The video clips of Nandini and her friend Ratna are circulated continuously on TV, leading to Ratna attempting suicide due to the immense emotional trauma. Prashanth is shell-shocked by the news and breaks up with Nandini without giving her a chance to explain herself. It emerges later that the raid on the parlor was orchestrated by Kodanda in order to take revenge against the parlor owner who had refused to give him. When clips of Kodanda planting condom packets surface in the media, Prashanth realizes his mistake and attempts to reconcile with Nandini, who refuses to have anything more to do with him and tearfully berates him for trusting the media rather than the words of his fiancée.

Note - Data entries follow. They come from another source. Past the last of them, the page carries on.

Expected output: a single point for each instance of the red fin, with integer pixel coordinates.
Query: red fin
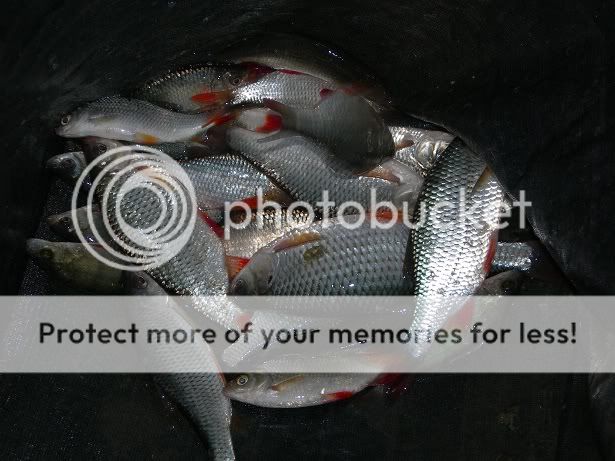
(273, 122)
(325, 92)
(290, 72)
(234, 264)
(296, 240)
(218, 230)
(341, 395)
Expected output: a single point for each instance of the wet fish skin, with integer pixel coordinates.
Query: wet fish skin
(67, 166)
(73, 265)
(281, 51)
(418, 147)
(345, 123)
(287, 87)
(200, 395)
(328, 261)
(319, 170)
(62, 224)
(227, 178)
(194, 89)
(243, 243)
(133, 120)
(295, 391)
(448, 263)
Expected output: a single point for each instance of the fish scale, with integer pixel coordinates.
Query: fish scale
(319, 170)
(450, 263)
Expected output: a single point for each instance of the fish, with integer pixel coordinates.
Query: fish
(448, 257)
(502, 284)
(349, 126)
(329, 260)
(288, 87)
(64, 226)
(282, 51)
(197, 88)
(264, 226)
(73, 265)
(417, 147)
(278, 390)
(200, 395)
(67, 166)
(133, 120)
(319, 171)
(218, 179)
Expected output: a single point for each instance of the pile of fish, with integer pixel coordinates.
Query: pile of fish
(292, 125)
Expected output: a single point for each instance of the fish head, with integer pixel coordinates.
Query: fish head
(256, 277)
(67, 166)
(249, 387)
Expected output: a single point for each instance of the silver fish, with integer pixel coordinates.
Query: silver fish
(319, 171)
(73, 265)
(63, 225)
(263, 228)
(67, 166)
(331, 260)
(197, 88)
(417, 147)
(199, 394)
(450, 250)
(282, 51)
(115, 117)
(295, 390)
(287, 87)
(346, 123)
(218, 179)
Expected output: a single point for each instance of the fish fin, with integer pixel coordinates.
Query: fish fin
(339, 395)
(212, 98)
(296, 240)
(281, 385)
(272, 122)
(234, 264)
(290, 72)
(144, 138)
(213, 225)
(381, 172)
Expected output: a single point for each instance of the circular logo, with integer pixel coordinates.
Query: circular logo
(148, 206)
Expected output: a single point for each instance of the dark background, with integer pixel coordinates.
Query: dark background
(525, 85)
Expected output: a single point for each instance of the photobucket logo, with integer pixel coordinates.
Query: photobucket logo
(148, 206)
(446, 214)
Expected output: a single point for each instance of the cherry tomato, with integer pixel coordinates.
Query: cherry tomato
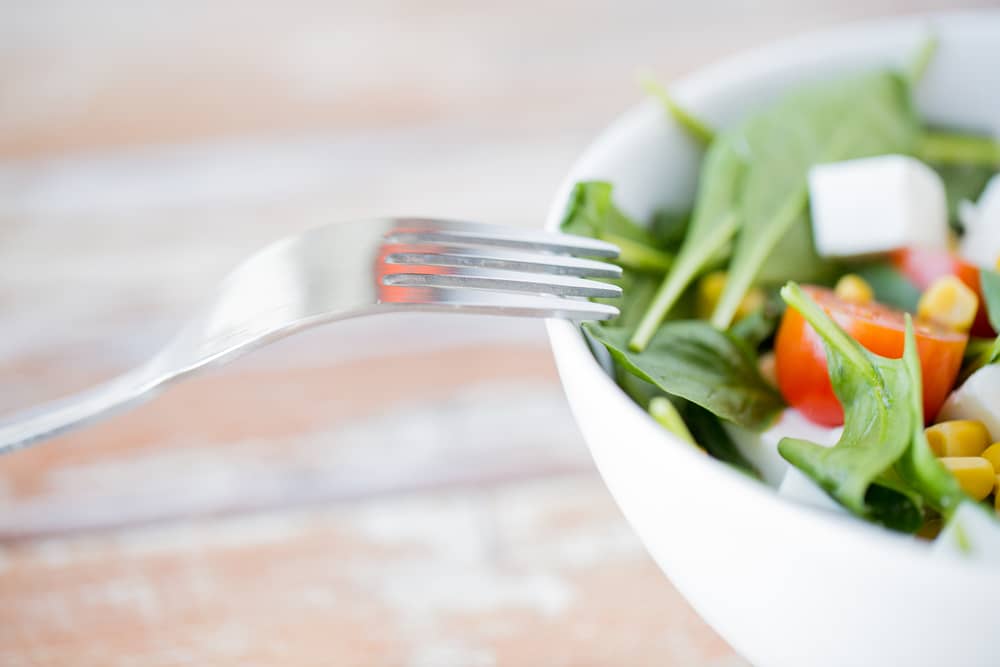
(923, 266)
(800, 359)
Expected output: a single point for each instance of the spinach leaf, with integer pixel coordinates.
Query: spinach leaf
(945, 147)
(918, 467)
(989, 282)
(670, 227)
(760, 324)
(890, 286)
(713, 224)
(693, 360)
(979, 352)
(754, 179)
(712, 436)
(637, 291)
(591, 212)
(878, 397)
(666, 415)
(857, 117)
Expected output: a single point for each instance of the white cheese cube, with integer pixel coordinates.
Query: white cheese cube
(981, 243)
(799, 488)
(876, 204)
(978, 398)
(761, 449)
(973, 532)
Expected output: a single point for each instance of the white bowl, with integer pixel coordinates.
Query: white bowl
(786, 585)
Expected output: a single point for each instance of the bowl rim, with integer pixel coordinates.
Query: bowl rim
(568, 343)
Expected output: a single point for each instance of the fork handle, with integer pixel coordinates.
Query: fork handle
(50, 419)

In order to win back Nandini's respect, Prashanth goes on a crusade against Kodanda by kidnapping his daughter Rachana. Prashanth demands that Kodanda publicly confess to his crime of demanding bribes. Kodanda appears before the media and admits his wrongdoings, and apologizes to Nandini and Ratna for having destroyed their lives for furthering his own greedy interests. In the midst of the conference, Rachana is freed by Prashanth, and calls up her father, who rushes to the spot. Rachana is disgusted by the behaviour of her father, where she refuses to talk to him anymore and leaves. Prashanth and Nandini reconcile, and their story is featured on the TV show Beautiful Manasugalu.

==Production==
The film was offered to Sathish Ninasam in 2012, before Jayatheertha completed his other film Tony. The actual filming commenced on 14 February 2015 in Vijayanagar, Bangalore.

==Soundtrack==

The music score of the film was composed by Bharath B. J. Initially only one song was planned, however one more additional song was added along with two instrumental tracks.

Tracklist
| No. | Title | Lyrics | Singer(s) | Length |
|---|---|---|---|---|
| 1. | "Nammooralli Chaligaladalli" | Madan Bellisaalu | Vijay Prakash | 4:28 |
| 2. | "Preethi Maaruva Santheyalli" | Raghu Niduvalli | Chintan Vikas, Eesha Suchi | 3:18 |
| 3. | "Tatva (theme)" |  | Bharath B. J. | 1:29 |
| 4. | "Beautiful Manasugalu (theme)" |  | Bharath B. J. | 2:21 |
| Total length: |  |  |  | 11:36 |

==Reception==
The Kannada film Beautiful Manasugalu, released in 2017, got a mixed bag of reactions from critics. Deccan Chronicle called it "a breath of fresh air," saying it’s a nice try with a real-life story, even if it’s not perfect. The Hindu wasn’t so impressed, though—they felt it went back to the same old boring formula, nothing too exciting. On the other hand, Deccan Herald loved it, calling it a "soulful love" story with a sparkling message that hits you in the feels. The Times of India gave it a decent nod, saying it’s got a good heart but the usual clichés pulled it down a bit. Vijaya Karnataka also had nice things to say, praising the simple love angle and how it connects with the audience. Prajavani chipped in too, liking the emotional touch and the way it tells a relatable tale.